Briggs and Stratton engines are found on a large number of garden tools. Lawnmowers, wood chippers and chainsaws are mainstays for Briggs and Stratton engines and can run for years maintenance-free. However, due to the long lifespan of these motors, it is sometimes necessary and less expensive to rebuild the engine than it is to simply buy a new piece of machinery. Briggs and Stratton motors are relatively easy to rebuild and this article will show you how in as few as three steps.
Use the pliers to disconnect the electrical connections on the motor and remove the spark plugs with the ratchet set. For the most part the motor can be rebuilt sitting in its current frame, so there is no need to remove it from its machinery unless you want to. If so, remove it now by loosening the motor mounts and anything attached to the PTO and pulling the motor out of the engine seat. Mount it securely to a work bench.

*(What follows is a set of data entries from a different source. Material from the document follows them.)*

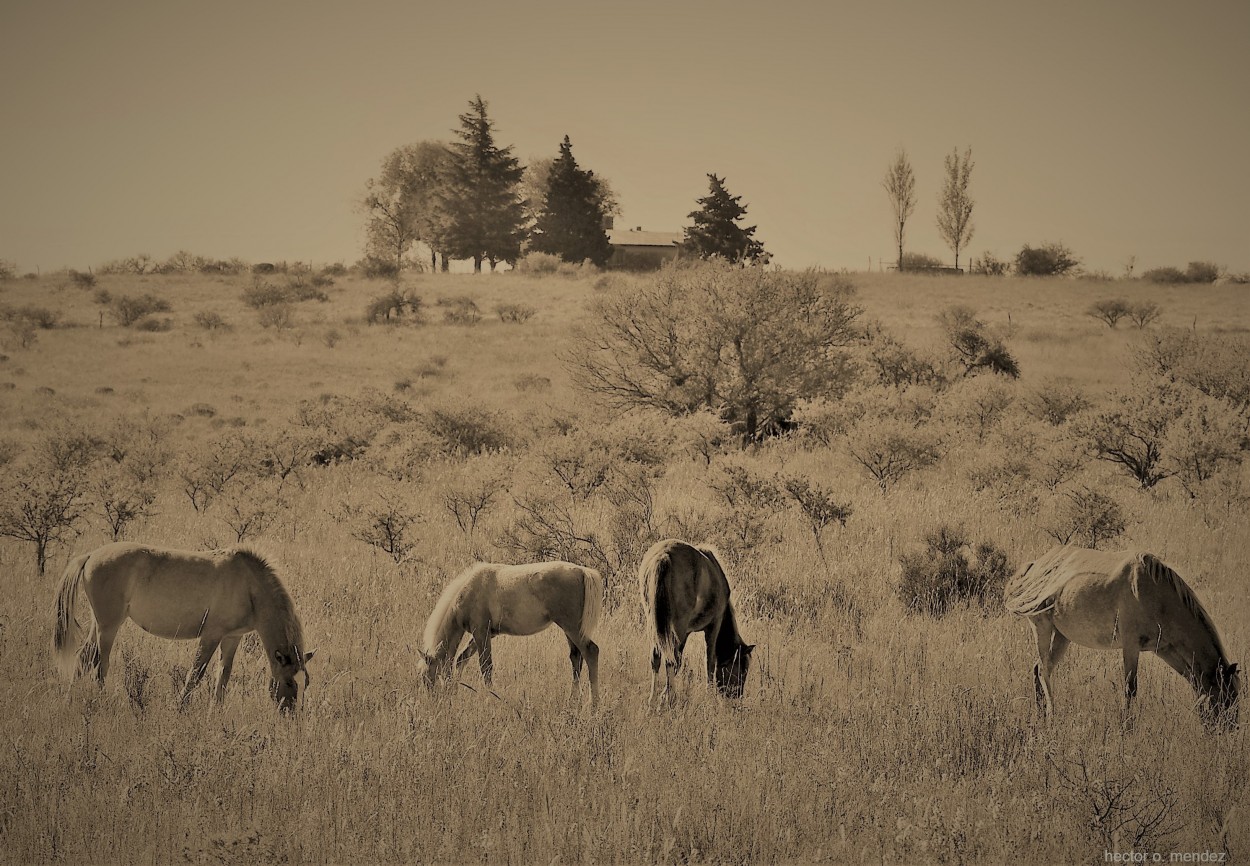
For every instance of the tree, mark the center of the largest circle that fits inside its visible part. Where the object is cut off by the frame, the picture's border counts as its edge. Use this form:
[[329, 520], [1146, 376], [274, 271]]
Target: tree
[[744, 343], [1045, 260], [900, 185], [954, 204], [483, 215], [401, 204], [716, 230], [570, 221]]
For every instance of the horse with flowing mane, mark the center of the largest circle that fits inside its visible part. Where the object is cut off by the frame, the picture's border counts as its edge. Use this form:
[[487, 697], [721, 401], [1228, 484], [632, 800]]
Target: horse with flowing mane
[[214, 597], [1125, 601], [684, 590], [486, 600]]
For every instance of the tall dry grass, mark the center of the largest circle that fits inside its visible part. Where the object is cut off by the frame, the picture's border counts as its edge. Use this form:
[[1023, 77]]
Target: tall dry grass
[[866, 734]]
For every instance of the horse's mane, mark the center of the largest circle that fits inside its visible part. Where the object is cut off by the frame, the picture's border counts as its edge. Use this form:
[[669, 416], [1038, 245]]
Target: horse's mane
[[1155, 567], [434, 626], [288, 622]]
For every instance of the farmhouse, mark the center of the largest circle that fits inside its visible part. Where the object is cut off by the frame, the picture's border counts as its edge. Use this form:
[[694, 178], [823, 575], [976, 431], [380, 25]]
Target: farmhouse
[[634, 249]]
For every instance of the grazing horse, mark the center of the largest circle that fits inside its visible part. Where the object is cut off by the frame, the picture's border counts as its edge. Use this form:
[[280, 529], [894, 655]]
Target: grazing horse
[[488, 600], [1133, 602], [214, 597], [684, 590]]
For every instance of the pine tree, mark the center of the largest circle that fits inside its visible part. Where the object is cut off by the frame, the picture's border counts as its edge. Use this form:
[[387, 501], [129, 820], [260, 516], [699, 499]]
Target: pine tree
[[481, 214], [716, 230], [570, 223]]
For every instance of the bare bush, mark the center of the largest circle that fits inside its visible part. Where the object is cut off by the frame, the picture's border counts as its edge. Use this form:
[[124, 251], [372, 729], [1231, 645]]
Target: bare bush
[[1144, 313], [1089, 517], [1109, 310], [950, 570], [748, 343]]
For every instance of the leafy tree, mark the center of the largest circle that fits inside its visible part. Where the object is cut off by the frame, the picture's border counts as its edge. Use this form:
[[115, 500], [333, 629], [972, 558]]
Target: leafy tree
[[1045, 260], [954, 204], [745, 343], [716, 230], [570, 223], [483, 215], [401, 204], [900, 185]]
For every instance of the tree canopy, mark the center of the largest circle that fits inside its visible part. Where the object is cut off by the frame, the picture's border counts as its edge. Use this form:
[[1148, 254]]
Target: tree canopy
[[483, 215], [570, 220], [716, 230]]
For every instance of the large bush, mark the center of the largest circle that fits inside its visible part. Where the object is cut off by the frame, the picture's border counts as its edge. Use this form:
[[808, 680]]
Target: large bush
[[746, 341], [1045, 260], [950, 570]]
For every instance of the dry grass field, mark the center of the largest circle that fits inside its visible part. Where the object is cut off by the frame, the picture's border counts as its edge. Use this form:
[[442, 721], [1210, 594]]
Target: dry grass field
[[869, 732]]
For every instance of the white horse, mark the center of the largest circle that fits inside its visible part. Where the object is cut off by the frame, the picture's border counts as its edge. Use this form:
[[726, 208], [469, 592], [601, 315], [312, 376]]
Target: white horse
[[214, 597], [488, 600], [1124, 601]]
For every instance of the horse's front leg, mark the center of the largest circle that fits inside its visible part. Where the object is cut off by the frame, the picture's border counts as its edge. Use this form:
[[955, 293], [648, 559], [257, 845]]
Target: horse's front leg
[[229, 646], [208, 646]]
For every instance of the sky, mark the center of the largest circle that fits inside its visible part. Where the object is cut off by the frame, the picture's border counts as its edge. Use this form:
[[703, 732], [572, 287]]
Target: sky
[[1119, 128]]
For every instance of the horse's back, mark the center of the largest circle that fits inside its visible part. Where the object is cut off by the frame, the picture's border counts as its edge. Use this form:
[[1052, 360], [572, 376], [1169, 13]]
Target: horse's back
[[1066, 571]]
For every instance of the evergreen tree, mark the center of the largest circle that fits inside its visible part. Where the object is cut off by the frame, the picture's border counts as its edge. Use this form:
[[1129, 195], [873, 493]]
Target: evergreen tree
[[716, 230], [570, 223], [481, 214]]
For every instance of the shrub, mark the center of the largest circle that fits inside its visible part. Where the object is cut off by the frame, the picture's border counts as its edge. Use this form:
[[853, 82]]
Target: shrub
[[538, 264], [279, 316], [1168, 275], [154, 324], [919, 261], [461, 310], [1109, 310], [1055, 401], [130, 309], [1088, 517], [1203, 271], [83, 279], [949, 571], [466, 430], [973, 344], [263, 294], [391, 306], [211, 321], [1045, 260], [514, 313], [889, 449], [988, 265], [1143, 313], [709, 336]]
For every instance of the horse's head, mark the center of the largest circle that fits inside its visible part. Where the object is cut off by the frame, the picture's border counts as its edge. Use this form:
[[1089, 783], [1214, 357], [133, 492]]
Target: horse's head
[[1220, 692], [731, 675], [284, 667]]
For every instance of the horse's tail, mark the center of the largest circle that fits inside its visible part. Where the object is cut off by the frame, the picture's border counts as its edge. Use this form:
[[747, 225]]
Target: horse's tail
[[658, 591], [65, 625], [591, 601]]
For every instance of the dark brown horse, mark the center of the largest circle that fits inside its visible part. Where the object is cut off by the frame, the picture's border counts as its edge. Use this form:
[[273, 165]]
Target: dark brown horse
[[684, 590]]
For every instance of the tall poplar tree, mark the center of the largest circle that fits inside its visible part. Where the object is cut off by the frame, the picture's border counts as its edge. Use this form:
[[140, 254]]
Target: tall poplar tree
[[570, 221], [481, 211], [716, 230]]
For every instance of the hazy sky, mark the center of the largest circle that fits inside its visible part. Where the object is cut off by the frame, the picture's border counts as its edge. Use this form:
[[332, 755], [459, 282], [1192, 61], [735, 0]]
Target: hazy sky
[[248, 129]]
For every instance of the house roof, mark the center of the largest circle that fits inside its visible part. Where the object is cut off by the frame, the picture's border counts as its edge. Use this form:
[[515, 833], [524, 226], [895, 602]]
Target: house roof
[[639, 238]]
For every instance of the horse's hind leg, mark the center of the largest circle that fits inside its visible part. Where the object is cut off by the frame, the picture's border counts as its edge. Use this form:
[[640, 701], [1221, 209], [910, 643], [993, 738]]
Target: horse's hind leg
[[203, 655], [229, 646], [1050, 649]]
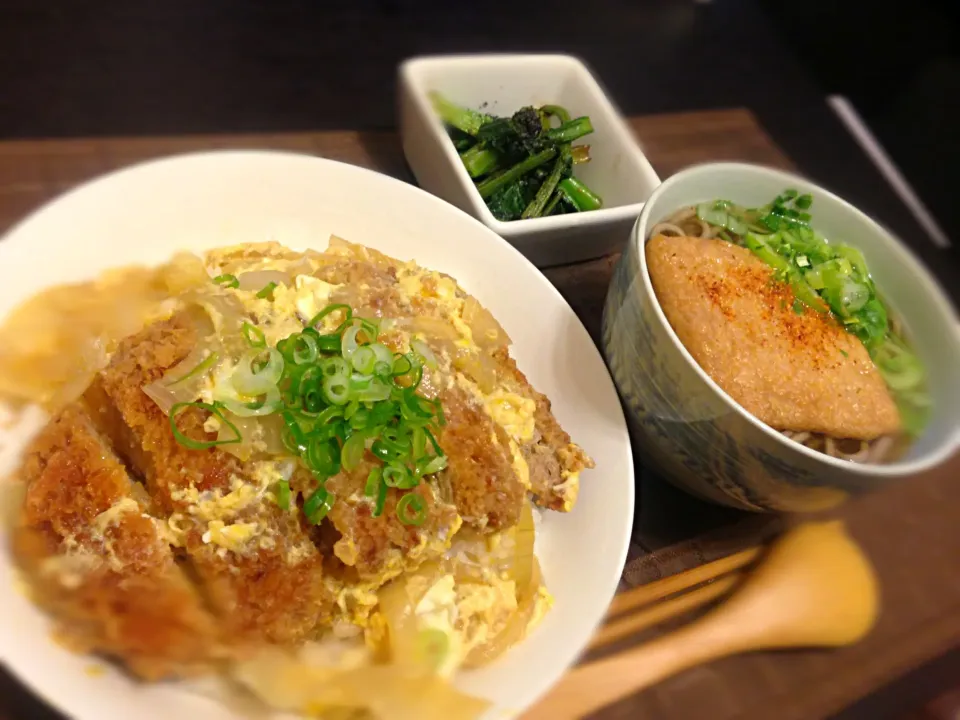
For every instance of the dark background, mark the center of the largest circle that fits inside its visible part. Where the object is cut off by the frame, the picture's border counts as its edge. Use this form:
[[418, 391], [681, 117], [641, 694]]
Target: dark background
[[145, 67]]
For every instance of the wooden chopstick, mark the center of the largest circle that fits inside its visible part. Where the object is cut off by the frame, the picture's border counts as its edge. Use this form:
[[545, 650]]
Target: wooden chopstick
[[659, 589], [643, 619], [629, 613]]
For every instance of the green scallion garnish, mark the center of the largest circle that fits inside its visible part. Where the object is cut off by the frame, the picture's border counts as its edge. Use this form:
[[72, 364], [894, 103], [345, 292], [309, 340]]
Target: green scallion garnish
[[343, 397], [827, 277], [227, 280], [192, 444], [412, 510], [199, 369], [253, 335], [283, 495]]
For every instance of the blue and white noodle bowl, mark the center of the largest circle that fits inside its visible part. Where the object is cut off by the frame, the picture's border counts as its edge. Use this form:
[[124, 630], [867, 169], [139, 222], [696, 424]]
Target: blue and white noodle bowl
[[695, 433]]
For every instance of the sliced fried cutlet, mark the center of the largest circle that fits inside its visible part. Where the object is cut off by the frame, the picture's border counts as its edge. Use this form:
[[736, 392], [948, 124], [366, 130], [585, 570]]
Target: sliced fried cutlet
[[793, 370], [380, 548], [488, 482], [255, 563], [554, 462], [101, 566]]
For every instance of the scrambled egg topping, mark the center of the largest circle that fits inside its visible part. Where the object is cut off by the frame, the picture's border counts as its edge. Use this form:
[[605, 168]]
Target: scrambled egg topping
[[455, 616], [219, 514]]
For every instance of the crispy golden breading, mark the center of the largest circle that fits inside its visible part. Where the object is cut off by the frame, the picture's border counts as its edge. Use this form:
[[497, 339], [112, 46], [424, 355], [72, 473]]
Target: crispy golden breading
[[486, 489], [272, 588], [793, 371], [553, 460], [99, 564], [382, 547]]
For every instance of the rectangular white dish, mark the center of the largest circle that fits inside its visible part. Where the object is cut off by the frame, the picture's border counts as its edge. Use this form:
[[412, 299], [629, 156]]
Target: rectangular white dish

Drain the oil and remove the engine housing bolts from the top of the engine. Pull the housing and head off of the engine, exposing the camshaft and pistons. Remove the camshaft plugs and pull the camshaft out of the engine (the pistons will come with it). The rebuild kit should come with new pistons and rings. Remove the old pistons by driving out the piston rods and install the new pistons by reversing the process. Install the rings on the new pistons by using the pliers to slip the rings into the shallow slots that encircle the top of the pistons.
Remove all of the old gaskets inside the engine (housing, internal and oil plug). Replace them with the corresponding gaskets from your rebuild kit and then reinstall the camshaft and piston rods. Install the pistons and slide the head back over the pistons and down onto the engine housing. Reinstall the top housing, install new spark plugs, put oil in the engine, reinstall the carburettor and then start it up to do a test run.
If possible try to rebuild the engine on the machinery it is running as this will make the rebuild faster and get you up and running quicker.
Do not overtighten the bolts on any part of the engine. Keep the manufacturer's manual handy and refer to it often for specs.